Interestingly, Stark believes the issue of crypto regulation has evolved into a partisan rift within the SEC, a dramatic shift from the bipartisan consensus against cryptocurrencies when Stark first began writing on the subject in 2017.
This partisanship has manifested itself in several ways, including the SEC crypto crackdown initiated by former Republican-appointed SEC Chairman Jay Clayton, known for his staunch criticism and sweeping regulatory action against cryptocurrencies.
The potential impact of the upcoming 2024 U.S. presidential election on the regulatory landscape is another factor to consider, Stark says. If elected, a Republican predicts a significant decrease in the SEC’s crypto enforcement efforts.
This potential reduction could lead to a more crypto-friendly environment, with the SEC potentially becoming more receptive to approving a Bitcoin spot ETF. In addition, it is more likely that other significant crypto-friendly regulatory actions will take place.
Stark also stressed that the SEC, as an independent federal agency, is subject to leadership changes following presidential elections.
Hester Peirce, coined by Stark as the “crypto-mom” for her support of cryptocurrencies, could become the acting chairman if a Republican is elected, with the current chairman, Gensler, likely to step down.
Given Peirce’s long track record of dissenting opinions on most crypto-related SEC actions, this change could significantly impact the SEC’s stance on cryptocurrencies.
Letter Better Markets to SEC.
Stark also referenced a Better Markets letter to the SEC that noted several issues with the proposed rule changes that would allow the listing and trading of spot Bitcoin ETFs.
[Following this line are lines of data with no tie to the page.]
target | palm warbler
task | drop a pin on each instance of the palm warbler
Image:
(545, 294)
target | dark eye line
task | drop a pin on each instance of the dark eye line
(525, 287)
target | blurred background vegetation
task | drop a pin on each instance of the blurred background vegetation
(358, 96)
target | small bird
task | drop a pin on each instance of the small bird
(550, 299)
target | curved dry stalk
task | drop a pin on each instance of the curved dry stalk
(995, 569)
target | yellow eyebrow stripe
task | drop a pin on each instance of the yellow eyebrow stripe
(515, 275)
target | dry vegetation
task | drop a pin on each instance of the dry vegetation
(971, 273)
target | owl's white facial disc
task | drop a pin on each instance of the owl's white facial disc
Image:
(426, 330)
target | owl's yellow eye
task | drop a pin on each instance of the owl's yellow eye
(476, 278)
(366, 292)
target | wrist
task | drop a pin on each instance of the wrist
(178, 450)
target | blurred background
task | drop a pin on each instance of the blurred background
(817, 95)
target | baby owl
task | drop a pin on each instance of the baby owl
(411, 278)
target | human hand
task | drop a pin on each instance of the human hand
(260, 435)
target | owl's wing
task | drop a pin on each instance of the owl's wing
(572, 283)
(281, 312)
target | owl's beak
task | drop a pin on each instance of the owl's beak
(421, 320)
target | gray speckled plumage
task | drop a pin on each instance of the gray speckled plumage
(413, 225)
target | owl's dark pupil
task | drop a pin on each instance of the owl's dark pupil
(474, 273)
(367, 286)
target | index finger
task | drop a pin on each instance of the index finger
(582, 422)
These include concerns about manipulation in the Bitcoin market, with accusations of “wash trading” creating false volumes.
In addition, Better Markets argued that the proposed surveillance sharing agreements with trading platforms such as Coinbase are insufficient to detect manipulation as Coinbase only accounts for 5% of global Bitcoin trading.
The organization also points out that concentrated ownership of Bitcoin poses a risk, with 50 miners controlling half of the mining capacity and the top 10,000 Bitcoin wallets owning 27% of Bitcoins.
Ultimately, Stark argued that the SEC’s decisions on Bitcoin ETFs and related regulatory issues are likely to be influenced by several factors, including internal politics, the broader political landscape, and ongoing concerns about market manipulation and investor protection.
As the political spectrum stands today, Stark does not believe a spot Bitcoin ETF will be approved, and that would require changes in the regulatory landscape.